Friday, May 02, 2008

Day 11 - Yangshuo

At breakfast I spoke to two cyclists who were doing a leisurely 20Km a day in the area through villages and tows. They had been pick-pocketed in a remote village and had their mobiles nicked.

Bike trip
We hired bicycles and rode out on dirt tracks to the rice paddies where people were hoeing, carrying manure I baskets, using water buffalo to plough or darting rice shoots into the mud. There was no sign of mechanisation and the people looked as poor as one can imagine. It rained on the trip and we sheltered in a café and beneath a limestone overhang. I had noticed a lot of smoking among the men, but not women. Paul, our guide, said that only ‘naughty women’ smoke.

Chinese calligraphy
In the afternoon we did calligraphy classes and Tai Chi. I chose calligraphy and enjoyed the deliberate and almost ceremonial approach to writing. We did the basic nine strokes then some basic characters and our names. He also introduced us to some freestyle writing. Carl and Gil did Tai Chi with a teacher who had spent ten years at Shaolin.

Great firewall of China
Hidden away in the school was a large internet café that had people doing English online, games and the usual stuff. A PC costs as little as £200 and the software is almost all pirated. I tried the usual Tibet, Tianamen and Taiwan searches but most were disabled. However, Wikipedia is available, with these sections rendered inaccessible.

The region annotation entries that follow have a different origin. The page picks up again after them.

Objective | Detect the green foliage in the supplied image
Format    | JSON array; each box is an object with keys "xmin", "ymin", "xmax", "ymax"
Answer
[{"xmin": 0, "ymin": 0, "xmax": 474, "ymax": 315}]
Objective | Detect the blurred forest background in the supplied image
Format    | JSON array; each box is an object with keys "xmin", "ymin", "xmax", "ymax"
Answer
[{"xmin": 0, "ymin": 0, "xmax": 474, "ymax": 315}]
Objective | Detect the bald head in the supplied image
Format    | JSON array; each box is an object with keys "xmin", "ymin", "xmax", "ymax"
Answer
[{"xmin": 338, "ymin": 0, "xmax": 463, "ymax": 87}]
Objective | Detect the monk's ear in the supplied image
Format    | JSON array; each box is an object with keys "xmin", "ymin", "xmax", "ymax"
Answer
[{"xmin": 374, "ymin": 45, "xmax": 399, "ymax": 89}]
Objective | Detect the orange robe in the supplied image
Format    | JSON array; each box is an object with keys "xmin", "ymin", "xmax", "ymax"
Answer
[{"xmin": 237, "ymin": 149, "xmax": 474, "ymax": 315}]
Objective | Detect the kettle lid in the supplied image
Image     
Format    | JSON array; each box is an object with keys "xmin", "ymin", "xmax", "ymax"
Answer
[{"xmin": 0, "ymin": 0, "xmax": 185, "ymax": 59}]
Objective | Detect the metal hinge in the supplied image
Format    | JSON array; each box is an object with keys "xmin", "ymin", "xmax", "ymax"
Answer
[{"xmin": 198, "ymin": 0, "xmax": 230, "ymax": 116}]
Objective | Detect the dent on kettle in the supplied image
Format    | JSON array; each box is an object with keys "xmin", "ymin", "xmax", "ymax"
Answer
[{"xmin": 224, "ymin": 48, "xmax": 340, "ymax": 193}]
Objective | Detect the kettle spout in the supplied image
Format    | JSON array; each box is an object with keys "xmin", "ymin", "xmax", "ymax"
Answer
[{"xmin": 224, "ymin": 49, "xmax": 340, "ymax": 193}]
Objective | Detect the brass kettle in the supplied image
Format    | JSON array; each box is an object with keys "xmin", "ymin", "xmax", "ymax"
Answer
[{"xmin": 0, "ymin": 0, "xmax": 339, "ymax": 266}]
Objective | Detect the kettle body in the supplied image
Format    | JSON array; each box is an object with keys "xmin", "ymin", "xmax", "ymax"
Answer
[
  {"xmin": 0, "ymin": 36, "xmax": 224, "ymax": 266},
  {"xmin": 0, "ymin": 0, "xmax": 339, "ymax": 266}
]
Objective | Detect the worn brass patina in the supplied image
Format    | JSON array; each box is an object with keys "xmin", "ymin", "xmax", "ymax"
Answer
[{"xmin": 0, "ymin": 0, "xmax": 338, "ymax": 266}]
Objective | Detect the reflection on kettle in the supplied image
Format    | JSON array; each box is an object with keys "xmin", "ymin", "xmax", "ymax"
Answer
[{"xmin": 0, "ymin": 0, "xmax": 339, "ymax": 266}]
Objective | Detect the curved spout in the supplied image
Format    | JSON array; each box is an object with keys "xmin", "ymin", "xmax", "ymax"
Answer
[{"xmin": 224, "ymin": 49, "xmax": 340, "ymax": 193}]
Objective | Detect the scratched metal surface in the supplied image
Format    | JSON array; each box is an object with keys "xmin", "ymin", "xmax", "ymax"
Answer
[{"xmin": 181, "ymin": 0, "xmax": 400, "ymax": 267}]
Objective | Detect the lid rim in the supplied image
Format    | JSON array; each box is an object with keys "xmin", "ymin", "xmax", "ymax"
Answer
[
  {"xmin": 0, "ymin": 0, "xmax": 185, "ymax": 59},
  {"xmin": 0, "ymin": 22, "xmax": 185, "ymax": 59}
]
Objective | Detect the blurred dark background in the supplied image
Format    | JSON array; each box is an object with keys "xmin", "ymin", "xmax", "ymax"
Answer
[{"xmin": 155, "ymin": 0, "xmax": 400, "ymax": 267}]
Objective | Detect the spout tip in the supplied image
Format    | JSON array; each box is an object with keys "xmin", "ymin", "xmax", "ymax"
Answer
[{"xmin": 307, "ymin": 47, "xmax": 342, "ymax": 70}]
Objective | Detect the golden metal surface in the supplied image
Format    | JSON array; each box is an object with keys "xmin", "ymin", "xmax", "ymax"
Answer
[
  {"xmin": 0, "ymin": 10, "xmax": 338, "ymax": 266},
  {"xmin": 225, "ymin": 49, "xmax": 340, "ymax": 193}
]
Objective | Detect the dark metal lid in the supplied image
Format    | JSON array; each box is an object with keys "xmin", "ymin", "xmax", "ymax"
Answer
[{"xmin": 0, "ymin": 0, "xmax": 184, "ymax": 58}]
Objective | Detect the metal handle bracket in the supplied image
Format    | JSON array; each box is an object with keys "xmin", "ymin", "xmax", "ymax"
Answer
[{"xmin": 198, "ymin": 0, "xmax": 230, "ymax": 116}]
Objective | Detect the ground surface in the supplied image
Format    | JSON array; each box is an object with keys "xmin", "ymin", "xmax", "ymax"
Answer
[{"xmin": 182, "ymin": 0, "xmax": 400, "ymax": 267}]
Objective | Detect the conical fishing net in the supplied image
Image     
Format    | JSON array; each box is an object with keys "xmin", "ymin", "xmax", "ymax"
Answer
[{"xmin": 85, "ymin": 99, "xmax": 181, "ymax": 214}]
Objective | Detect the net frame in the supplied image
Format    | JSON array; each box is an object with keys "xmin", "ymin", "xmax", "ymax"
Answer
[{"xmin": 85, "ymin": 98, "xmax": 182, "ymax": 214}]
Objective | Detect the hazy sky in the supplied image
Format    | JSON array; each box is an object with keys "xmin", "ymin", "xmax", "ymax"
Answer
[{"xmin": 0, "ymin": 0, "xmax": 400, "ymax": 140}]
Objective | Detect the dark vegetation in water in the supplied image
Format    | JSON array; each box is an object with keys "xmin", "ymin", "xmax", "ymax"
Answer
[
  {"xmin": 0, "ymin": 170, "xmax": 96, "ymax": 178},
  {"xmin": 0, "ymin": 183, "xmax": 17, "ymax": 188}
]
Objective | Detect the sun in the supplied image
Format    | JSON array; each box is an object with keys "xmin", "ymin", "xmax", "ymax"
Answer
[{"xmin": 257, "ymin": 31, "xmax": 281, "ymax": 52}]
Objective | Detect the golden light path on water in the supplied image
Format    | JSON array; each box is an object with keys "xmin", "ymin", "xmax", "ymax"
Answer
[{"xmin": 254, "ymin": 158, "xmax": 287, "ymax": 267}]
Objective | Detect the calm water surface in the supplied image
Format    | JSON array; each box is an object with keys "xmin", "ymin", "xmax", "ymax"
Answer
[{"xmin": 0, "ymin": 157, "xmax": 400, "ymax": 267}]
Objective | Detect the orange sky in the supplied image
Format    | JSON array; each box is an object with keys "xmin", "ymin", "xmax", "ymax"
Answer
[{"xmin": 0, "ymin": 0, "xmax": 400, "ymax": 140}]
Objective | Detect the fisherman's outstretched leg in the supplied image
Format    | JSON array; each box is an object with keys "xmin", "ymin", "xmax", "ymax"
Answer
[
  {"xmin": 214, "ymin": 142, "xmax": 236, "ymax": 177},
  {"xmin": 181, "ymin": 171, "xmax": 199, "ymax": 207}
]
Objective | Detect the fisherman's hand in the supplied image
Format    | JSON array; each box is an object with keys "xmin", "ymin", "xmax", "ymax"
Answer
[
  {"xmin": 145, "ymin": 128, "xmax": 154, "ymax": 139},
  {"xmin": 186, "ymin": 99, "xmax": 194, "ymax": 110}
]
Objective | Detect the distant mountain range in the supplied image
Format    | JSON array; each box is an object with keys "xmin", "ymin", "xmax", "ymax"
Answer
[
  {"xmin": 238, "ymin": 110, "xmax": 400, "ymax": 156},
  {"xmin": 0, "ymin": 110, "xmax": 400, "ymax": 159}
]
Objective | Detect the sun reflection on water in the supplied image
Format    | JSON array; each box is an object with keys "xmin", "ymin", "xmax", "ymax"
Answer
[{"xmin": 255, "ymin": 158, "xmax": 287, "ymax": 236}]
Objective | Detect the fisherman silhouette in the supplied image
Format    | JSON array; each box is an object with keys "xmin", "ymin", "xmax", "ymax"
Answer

You can still see the real deal here with cormorant fishing, rural China in all of its filth, poverty but dignity and majesty. Within minutes you can move between 21st century technology and commerce to feudal farming. But it’s disappearing fast. The government have reduced rural taxes to zero I some areas and reduced it in others to redress the balance between the increasing rich/poor gap.

Entire group stopped off for a foot massage, apart from me. I wasn’t convinced by the ying/yang intro. Everyone, however, did enjoy the experience. We drove North West of Guilin to a valley and had to swap buses to get to Ping A. The driver deliberately swung the bus round the bends so that our guide would fall into his lap – it worked, a manoeuvre he had clearly used often. He the asked her out for a drink!

We had to walk up to the village with our bags, although local women (all 50+) would carry them for 20 Yuan. We felt shamed by the offer. It was a hell of a climb and we were all pretty much whacked when we reached our wooden hostel. The view from our room was across the rice paddies - bliss.

1 Comments:

At 10:36 AM, Anonymous Rina said...

This is a lovely post. The 'naughty' women and the guide thing, nice trick eh! The thing about foot massage, its fine to get it but the person who touches your body should be a balanced person or it can do more damage at subtle level. How poverty breaks you, just 20 yuan for carrying someones weight. These things break my heart and I loose faith in this strange existance.